接管某类消息需要在服务的初始化过程中注册该消息的序列化及反序列化函数,以及消息回调函数。lua 类的序列化函数已经由 skynet 基础库默认注册,它们会把框架传入的消息 C 指针及长度信息转换为一组 Lua 数据。编写业务的开发者只需要注册消息回调函数即可。这个回调函数会接收到别的服务发过来的一系列 Lua 值,以及发送服务的地址和该请求的 session 号(一个 31bit 正整数)。一般我们不必关心地址和 session ,因为 skynet.ret 和 skynet.response 这两个 api 可以帮助你正确的将回应消息发还给请求者。另外,skynet 还约定,如果一个请求不需要回应(单向推送),就置 session 为 0 。
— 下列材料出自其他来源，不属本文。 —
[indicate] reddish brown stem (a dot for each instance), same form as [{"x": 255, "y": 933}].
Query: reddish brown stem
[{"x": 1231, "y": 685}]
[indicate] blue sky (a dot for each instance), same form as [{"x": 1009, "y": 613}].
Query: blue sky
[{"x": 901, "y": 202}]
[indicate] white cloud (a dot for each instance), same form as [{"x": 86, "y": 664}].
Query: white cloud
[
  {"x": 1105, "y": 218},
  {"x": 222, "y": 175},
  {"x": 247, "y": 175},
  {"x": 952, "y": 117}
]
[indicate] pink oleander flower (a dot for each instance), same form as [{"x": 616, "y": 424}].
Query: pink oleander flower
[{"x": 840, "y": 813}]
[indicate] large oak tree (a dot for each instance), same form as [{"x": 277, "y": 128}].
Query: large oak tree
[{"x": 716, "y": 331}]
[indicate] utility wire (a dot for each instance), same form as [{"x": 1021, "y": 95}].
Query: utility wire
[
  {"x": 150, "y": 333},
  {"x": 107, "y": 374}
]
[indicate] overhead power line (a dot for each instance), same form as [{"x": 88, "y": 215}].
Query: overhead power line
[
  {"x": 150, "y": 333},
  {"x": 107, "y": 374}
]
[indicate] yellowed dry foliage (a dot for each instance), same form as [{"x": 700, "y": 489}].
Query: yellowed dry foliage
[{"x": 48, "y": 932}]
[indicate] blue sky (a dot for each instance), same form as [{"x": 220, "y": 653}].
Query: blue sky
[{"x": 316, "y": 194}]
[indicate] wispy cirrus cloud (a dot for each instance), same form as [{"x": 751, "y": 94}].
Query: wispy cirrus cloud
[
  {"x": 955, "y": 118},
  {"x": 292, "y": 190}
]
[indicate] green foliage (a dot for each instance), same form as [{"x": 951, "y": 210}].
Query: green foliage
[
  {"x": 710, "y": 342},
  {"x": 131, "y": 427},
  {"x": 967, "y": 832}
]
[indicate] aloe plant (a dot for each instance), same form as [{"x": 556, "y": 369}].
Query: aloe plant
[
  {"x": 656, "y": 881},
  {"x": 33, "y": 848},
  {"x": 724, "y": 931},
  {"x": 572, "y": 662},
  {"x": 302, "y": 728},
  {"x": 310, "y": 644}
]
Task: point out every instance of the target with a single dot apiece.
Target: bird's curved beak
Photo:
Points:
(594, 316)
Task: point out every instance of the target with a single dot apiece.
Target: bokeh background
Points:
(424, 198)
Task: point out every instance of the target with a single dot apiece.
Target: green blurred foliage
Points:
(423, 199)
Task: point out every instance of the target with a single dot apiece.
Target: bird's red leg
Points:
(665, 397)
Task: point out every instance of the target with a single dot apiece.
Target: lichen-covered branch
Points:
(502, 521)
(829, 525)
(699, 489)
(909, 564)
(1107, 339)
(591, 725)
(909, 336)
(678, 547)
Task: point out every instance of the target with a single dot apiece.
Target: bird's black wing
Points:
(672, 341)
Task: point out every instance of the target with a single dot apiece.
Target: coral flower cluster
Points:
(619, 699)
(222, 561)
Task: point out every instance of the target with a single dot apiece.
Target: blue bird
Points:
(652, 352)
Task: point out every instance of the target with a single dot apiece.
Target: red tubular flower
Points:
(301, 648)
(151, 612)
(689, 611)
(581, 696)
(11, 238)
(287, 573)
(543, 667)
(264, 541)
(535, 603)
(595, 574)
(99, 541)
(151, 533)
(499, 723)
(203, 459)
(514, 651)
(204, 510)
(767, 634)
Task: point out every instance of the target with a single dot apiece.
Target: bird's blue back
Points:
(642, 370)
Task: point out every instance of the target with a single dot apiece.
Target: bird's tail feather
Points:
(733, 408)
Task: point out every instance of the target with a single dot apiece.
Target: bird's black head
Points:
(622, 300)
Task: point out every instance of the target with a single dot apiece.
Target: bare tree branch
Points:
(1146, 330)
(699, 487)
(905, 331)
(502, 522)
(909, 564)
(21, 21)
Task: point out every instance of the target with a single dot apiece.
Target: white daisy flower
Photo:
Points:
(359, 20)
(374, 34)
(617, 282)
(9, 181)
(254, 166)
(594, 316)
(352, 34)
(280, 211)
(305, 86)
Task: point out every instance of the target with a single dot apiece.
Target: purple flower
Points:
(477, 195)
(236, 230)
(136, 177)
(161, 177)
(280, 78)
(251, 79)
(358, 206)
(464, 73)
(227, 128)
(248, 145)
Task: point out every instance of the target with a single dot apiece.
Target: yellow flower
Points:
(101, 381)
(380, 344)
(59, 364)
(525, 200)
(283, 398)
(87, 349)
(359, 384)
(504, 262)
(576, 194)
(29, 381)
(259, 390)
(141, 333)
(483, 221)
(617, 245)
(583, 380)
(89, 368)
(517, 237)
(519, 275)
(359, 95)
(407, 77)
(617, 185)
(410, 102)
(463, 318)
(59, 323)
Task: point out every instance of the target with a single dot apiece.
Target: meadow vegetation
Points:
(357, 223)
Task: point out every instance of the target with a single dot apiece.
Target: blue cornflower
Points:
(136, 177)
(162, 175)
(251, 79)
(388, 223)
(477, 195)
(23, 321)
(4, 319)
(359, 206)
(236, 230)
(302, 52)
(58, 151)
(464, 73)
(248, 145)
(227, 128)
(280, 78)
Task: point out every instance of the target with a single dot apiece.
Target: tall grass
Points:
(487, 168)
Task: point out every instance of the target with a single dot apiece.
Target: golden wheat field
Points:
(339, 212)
To accept some message type, it's required to register to serialize/de-serialize functions, callback functions in Service initialization. Lua serialization function has been registered as default, and it will convert C Pointer and Message Length to Lua data, to develop an application you just need to add your callback function. This callback function will receive Lua data from other Service, and the sender's address, session-id (a unique 31 bit unsigned int). We usually don't care about the address and session because API skynet.ret and skynet.response will help you pass it to the original sender. Besides, there is an unwritten rule, if you don't need a response from the receiver, you can set Session to 0.
skynet 在应用层还约定了错误类消息,不需要开发者主动处理。这类消息一般没有实际内容,只有发送源地址和 session 号。它专门用来表示某个请求发生了异常,或是某个服务即将或已经退出,无法完成请求。这类错误消息或由 skynet 基础库转换为 lua 层的 error ,抛给调用者。你可以将其理解为 RPC 调用的异常。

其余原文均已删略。